All You Need is CRUD?

Posted by Tom on 2006-11-17

DHH, as you probably heard, has learnt to stop worrying and love the CRUD. I’m very much in agreement. The idea of replacing the actions add_member and remove_member (or would that be join_group and leave_group?) with Membership#create and Membership#destroy was the final light switch that got me to a place I’d been striving for.

The generic controller. A standard implementation of the CRUD actions that can be used out-of-the-box in a large majority of cases.

The idea is that the concrete controllers that make up an application will need no custom code at all – just a few declarations: I need an auto-completer for this attribute, an ajax-setter for that one… I don’t see why this can’t be done.

Of course if an application needs to do something unusual, then sure you might want a custom action or two.
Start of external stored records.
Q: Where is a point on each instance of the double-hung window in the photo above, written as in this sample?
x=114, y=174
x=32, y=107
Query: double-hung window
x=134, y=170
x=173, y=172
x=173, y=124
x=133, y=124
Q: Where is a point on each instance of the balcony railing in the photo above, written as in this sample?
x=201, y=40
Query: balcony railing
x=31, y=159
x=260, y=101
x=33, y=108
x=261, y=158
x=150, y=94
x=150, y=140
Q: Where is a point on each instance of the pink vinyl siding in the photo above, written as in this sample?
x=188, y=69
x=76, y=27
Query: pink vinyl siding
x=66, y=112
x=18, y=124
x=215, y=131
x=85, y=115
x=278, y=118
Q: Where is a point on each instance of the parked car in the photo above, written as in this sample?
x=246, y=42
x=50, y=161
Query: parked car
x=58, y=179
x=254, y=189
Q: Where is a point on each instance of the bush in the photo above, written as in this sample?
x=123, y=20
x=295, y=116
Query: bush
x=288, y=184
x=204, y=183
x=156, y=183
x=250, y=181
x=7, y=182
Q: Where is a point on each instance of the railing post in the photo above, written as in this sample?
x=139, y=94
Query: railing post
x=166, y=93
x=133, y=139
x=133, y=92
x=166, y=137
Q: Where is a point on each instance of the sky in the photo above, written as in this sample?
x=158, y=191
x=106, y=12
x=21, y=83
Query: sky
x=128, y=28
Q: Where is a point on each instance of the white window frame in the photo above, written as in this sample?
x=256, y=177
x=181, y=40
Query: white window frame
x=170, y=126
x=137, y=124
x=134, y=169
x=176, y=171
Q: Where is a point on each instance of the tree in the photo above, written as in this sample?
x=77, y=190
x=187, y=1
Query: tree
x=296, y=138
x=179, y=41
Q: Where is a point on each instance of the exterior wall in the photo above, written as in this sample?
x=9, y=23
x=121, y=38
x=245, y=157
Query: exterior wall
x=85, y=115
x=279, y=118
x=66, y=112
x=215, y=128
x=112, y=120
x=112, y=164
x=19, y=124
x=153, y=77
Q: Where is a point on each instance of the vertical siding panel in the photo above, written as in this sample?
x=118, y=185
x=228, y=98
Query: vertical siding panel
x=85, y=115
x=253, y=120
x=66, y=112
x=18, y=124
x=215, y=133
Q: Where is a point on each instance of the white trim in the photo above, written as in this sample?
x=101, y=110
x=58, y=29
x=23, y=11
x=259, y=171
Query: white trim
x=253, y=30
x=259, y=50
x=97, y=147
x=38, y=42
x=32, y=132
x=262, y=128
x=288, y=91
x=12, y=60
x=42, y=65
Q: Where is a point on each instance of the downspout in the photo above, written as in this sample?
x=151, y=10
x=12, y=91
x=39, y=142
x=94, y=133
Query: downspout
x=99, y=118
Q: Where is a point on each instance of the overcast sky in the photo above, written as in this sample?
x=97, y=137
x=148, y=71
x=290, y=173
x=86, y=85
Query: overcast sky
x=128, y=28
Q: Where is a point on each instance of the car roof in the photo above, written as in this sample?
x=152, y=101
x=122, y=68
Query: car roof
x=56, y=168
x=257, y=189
But a huge number of apps are really nothing more than a web-interface to a database, and nearly all apps have at least some parts that fit this description.

There are a couple of challenges though. Firstly, what should these standard actions render? It’s all very well to have a single URL that you hit to, say, create a new event in your calendar, but depending on where in your app you’re coming from, you’re likely to want a different page (or ajax update) to follow.

Simple answer - parameterise it. Have the browser request “create me a new event, then refresh parts a, b, and c of my page”. That functionality is now part of Hobo and seems to work great. As well as getting us closer to a fully generic controller, this idea has also yielded a very simple approach to ajax.

Another problem I’ve hit is that sometimes an application feature requires a whole graph of related models be created in one go. The solution to that one has been to extend the way ActiveRecord handles the hash you pass to MyModel.new. With Hobo’s ActiveRecord extensions, that single call to new can set up arbitrary relationships with other models, either existing or new.

This post is light on technical details (all will be revealed), but it sets the stage for what I want to waffle about next – Hobo’s support for ajax. I think Hobo’s approach will make ajax programming easier than with anything else out there.